Appeals court to decide tax dispute County, Annapolis fight over who should keep $9.2 million

February 29, 1996|By Dan Thanh Dang | Dan Thanh Dang,SUN STAFF

The two-year dispute between Annapolis and the county over who gets to pocket $9.2 million in cigarette tax revenues will move today to the state's highest court.

The legal bickering began when the city filed suit in 1994, alleging that the county had illegally withheld its share of the tax money since 1969.

The case was dismissed in April by Anne Arundel Circuit Judge Bruce Williams, who ruled that the city waited too long to file suit.

City officials appealed the judge's decision to the Court of Appeals, saying they would not give up so easily.

"Our operating budget is about $40 million a year, so $9 million is an awful lot of money," said Alderman Carl O. Snowden, a Ward 5 Democrat. "If, in fact, we're due these dollars, it would be a tremendous windfall for taxpayers in the city."
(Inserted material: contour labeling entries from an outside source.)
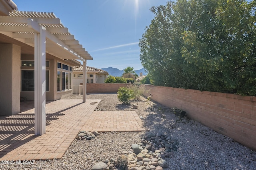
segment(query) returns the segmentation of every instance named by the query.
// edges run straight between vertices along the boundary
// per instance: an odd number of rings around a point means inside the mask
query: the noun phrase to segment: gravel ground
[[[164,170],[256,170],[256,151],[198,122],[177,117],[172,109],[158,103],[142,97],[140,101],[132,101],[138,106],[134,109],[131,106],[122,105],[116,94],[89,94],[87,98],[101,99],[97,108],[99,110],[136,110],[144,117],[150,132],[162,132],[177,139],[178,151],[165,159],[168,168]],[[123,151],[130,150],[132,144],[140,142],[149,132],[102,133],[91,140],[74,140],[60,159],[0,167],[4,170],[90,170],[98,162],[115,158]]]

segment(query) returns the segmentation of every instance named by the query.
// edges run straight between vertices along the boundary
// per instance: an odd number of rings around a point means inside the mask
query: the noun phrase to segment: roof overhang
[[[0,33],[22,43],[24,47],[26,45],[34,47],[36,31],[32,27],[37,24],[46,28],[47,53],[64,60],[92,60],[53,13],[15,11],[10,12],[9,16],[0,16]],[[0,43],[4,42],[2,41],[0,39]]]
[[[9,12],[17,10],[17,5],[12,0],[0,0],[0,15],[8,16]]]

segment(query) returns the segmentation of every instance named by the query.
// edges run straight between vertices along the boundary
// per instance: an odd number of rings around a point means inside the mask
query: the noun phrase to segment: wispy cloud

The deputy county attorney handling the case said he is confident the appeals court will uphold Judge Williams.

"This is just the end of a long process, I think," said David A. Plymyer.

In 1945, the General Assembly passed a law that required the county to give one-seventh of all new state revenue to the city.

When the tobacco tax was instituted in 1961, the county passed a share to Annapolis. Although the County Council voted to repeal the state revenue law in 1965 after charter government was adopted, payments to Annapolis continued until 1969.

The city contends the county had no power to repeal a state law.

From 1961 to 1992, when the state stopped sharing the tax with the counties, Anne Arundel received about $34 million.

"Our position is that in the city's effort to collect state revenues held by the county in trust of the people of Annapolis, there should be no statute of limitations," said city attorney Paul G. Goetzke.

"They should be made to pay it to us now.

"The county paid us for many years," Mr. Goetzke said. "Then suddenly they stopped. We don't know why. Maybe they think they can just change state law when they want."

The claim for the back revenue was first made by Sylvanus B. Jones, a retired State Department employee and Annapolis resident. Mr. Jones filed a lawsuit in 1994, but it was dropped a short time later.

The city picked up the challenge after the county refused to share the money.

"They didn't even know they had a dispute for about 30 years," Mr. Plymyer said. "Now, they've decided that we're doing something wrong.

The issue was taken up by Sen. John A. Cade, a Severna Park Republican, who sponsored a bill in the General Assembly last year that would have retroactively repealed the county's financial obligation.

A House committee decided it didn't want to get involved in the dispute and killed the measure.